We compared CHOD with RICA. Their receiver operating characteristic (ROC) curves under each true graph are shown in Figure S5(d) and S5(e) in the Supplementary Materials, respectively. In both cases, CHOD's performance deteriorated as the degree of heterogeneity \emph{decreased}; by contrast, RICA's performance deteriorated as the degree of heterogeneity \emph{increased}. Not surprisingly, when the data were completely homogeneous, CHOD was no better than a random guess in the three-node graph.

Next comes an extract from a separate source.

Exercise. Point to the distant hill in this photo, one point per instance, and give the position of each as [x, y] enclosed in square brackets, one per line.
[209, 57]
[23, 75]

However, somewhat surprisingly, in the four-node graph, CHOD still performed reasonably well even when the data were homogeneous. For instance, the worst area under the ROC curve were 0.865 and 0.789 for CHOD and RICA, respectively. Also note that, given sufficient degrees of heterogeneity, CHOD performed reasonably well despite the non-Gaussianity and nonlinear confounding. For further comparison, we reran the analyses on data generated with Gaussian noises (keeping everything else the same). The results are shown in S5(g) and S5(e) in the Supplementary Materials. RICA were close to random guesses in both graphs whereas CHOD thrived on heterogeneity, especially in the four-node graph.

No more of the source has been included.